JA: Anything else you want the lawyer to know before I connect you?
Customer: I just want to know what my rights are as the surface owner.
Submitted: 3 months ago.
Category: Legal
Expert:  Ray replied 3 months ago.

Hi and welcome to JA. Ray here to help you today.Please bear with me a few moments while I review your question and respond.

Expert:  Ray replied 3 months ago.

Well the problem here is that if this is acreage then the oil company could drill on it and you would not have any input.I would check to see if it is leased currently.You can do this by talking to your county tax assessor to see who the mineral owner is and whether there is a lease on file.If the property is leased or producing there will be taxes due against it.

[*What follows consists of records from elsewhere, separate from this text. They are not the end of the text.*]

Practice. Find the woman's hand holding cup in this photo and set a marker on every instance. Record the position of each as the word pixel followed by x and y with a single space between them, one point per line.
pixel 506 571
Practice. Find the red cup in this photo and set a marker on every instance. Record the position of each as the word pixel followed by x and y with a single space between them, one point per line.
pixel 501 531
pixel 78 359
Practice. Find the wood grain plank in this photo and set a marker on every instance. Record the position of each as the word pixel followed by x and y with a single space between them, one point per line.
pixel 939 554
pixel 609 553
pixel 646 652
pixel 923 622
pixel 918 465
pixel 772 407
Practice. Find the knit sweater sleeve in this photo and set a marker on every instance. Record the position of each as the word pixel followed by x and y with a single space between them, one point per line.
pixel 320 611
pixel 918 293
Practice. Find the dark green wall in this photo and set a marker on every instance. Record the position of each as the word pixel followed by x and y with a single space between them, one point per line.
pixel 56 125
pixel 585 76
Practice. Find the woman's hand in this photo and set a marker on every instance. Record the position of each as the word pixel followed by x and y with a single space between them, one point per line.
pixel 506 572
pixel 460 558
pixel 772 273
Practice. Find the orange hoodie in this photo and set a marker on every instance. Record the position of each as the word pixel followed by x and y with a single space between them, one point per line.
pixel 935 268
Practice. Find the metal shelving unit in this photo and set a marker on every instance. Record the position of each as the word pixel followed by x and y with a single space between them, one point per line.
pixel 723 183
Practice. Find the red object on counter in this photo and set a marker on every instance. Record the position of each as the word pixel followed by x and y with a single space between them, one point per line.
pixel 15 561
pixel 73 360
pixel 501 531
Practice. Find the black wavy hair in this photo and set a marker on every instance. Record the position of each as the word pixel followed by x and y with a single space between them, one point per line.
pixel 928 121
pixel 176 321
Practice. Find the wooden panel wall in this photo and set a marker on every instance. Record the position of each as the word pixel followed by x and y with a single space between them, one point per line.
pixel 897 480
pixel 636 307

If it not leased and there are no wells you may decide to take your chances.Very few properties are sold these days with minerals intact.That is not uncommon to sell the surface and someone else retains the minerals.It is a deal breaker here only if you find it is leased,, then you may want to reconsider.If the contract included minerals then you would have right to cancel contract because the seller here doesn't own minerals.

So do some more research , your title company should also be able to help--if there is a mineral lease they will have records too.

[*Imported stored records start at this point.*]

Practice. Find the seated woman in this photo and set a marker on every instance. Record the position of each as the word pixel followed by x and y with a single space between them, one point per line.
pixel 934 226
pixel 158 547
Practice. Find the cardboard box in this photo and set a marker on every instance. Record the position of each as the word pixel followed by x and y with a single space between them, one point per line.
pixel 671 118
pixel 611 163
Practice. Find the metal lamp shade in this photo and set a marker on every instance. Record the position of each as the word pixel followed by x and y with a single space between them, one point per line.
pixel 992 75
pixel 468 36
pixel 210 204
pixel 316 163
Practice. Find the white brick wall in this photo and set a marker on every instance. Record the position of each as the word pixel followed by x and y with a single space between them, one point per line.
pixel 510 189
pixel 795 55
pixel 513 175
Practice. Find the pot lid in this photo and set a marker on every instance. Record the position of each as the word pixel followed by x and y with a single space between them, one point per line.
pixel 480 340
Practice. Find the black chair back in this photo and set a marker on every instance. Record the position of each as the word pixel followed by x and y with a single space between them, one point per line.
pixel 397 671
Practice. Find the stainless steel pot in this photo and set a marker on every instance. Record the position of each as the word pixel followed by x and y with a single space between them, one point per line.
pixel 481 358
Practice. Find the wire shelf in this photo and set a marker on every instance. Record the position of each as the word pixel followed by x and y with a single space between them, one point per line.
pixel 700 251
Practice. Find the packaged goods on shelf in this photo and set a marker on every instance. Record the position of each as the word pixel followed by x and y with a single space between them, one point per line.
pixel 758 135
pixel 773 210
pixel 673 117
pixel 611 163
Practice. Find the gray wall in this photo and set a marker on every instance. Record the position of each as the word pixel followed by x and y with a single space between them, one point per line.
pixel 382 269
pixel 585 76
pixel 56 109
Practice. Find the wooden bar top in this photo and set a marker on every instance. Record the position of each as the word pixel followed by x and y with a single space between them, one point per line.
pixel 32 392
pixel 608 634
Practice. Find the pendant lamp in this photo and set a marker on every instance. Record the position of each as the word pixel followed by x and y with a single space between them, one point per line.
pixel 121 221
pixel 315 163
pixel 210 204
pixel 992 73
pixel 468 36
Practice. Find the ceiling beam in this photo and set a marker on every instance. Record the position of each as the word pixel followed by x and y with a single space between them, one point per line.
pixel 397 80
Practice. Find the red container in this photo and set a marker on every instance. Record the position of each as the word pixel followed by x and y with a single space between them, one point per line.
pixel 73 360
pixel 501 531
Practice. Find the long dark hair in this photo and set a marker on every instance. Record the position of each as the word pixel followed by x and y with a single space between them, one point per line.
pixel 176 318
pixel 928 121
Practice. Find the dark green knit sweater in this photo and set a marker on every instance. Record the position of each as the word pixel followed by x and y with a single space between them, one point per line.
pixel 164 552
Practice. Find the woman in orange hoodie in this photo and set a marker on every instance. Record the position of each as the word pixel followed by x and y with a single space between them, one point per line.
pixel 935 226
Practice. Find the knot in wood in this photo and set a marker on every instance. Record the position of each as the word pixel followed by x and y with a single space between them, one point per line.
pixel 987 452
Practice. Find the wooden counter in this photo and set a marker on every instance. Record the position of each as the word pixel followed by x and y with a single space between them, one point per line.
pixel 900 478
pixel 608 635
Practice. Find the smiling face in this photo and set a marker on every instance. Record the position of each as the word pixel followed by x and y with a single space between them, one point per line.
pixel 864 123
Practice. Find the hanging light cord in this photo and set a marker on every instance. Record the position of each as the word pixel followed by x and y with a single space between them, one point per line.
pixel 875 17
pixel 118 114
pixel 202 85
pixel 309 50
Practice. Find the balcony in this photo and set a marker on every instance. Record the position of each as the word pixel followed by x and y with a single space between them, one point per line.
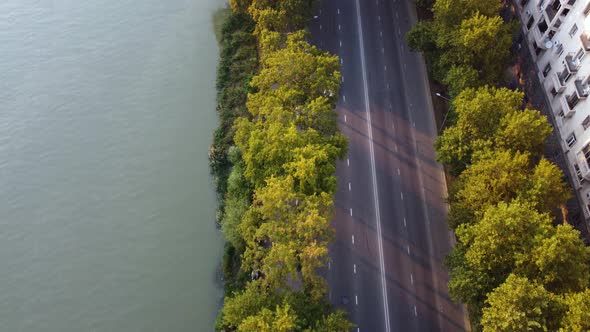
pixel 567 105
pixel 551 10
pixel 539 37
pixel 582 89
pixel 585 38
pixel 559 80
pixel 583 157
pixel 570 64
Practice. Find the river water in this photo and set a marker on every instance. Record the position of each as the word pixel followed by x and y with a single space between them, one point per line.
pixel 107 109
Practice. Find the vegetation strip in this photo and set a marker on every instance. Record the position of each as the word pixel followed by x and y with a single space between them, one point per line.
pixel 515 265
pixel 273 160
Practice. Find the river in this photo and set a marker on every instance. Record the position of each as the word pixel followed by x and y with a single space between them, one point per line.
pixel 107 109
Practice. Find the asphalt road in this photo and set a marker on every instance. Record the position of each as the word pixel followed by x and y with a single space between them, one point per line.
pixel 391 236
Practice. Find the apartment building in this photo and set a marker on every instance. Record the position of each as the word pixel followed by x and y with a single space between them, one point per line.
pixel 558 35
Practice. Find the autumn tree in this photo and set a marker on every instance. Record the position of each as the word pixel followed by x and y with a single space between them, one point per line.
pixel 559 262
pixel 287 235
pixel 502 176
pixel 577 315
pixel 505 236
pixel 466 44
pixel 282 319
pixel 521 305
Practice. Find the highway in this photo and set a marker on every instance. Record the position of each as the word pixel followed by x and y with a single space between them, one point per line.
pixel 391 236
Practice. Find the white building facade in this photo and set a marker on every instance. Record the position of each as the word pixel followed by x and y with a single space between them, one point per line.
pixel 558 35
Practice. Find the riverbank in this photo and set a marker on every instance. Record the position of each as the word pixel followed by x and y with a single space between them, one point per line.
pixel 273 162
pixel 237 65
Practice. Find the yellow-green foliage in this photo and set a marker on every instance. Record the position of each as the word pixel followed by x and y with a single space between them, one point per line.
pixel 286 144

I appreciate the chance to help you today.Thanks again.

Customer: replied 3 months ago.
there is a deed for the gas/oil and a deed for coal. If I do get the property is there any way for me to control the easement or recoup money for surface damage? What counts as an existing structure when looking at the distance a company could drill? There is no surface water, so would the drilling company have to pay me for access to the water?
Expert:  Ray replied 3 months ago.

You would be able to recoup against oil company for surface damages to your property.They can not damage the surface, if they do you can sue here.

Thanks again.

Customer: replied 3 months ago.
what constitutes damage? In my eyes, if the property is altered in any fashion from the current state it is damaged. If they cut timber for access, do I get to sell it? Can I dictate where the access points are? It is not a lease and there is no activity on the property for mining. From your answers it seems as if I need to just hire another attorney, separate from the landman I already have, and look in to it more.
Expert:  Ray replied 3 months ago.

Thats a fact issue, if they cut timber, made roads, etc all might fall under damages.

Reference to case law

http://law.justia.com/cases/kentucky/court-of-appeals/1960/346-s-w-2d-718-1.html

Customer: replied 3 months ago.
with this deed being done in 1905, it is quite basic and does not address the issues of today. I am worried about a future company coming on the land and taking the mineral/gas/oil and leaving roads and equipment behind. I also am concerned about the water on the property. We would be getting our water from a well, if they drill a well to supply the water needed for mining, how do I ensure our water remains safe? Since the mineral deed owners do not own the water rights, can I charge them for using the water?
Customer: replied 3 months ago.
KY law states they can't mine or drill within 300 feet of an existing structure. What is the legal definition of a structure in this case?
Expert:  Ray replied 3 months ago.

Well it would include a house or barn.And you would have grounds to terminate the contract if the property description did not read surface only.You have legitimate concerns here.As you can see from the case this can get real ugly if they drill and have to make roads or frac the well.You may want to consider walking away. I would be concerned.Typically you want some small amount of minerals here even 10 % so you have some say in all this.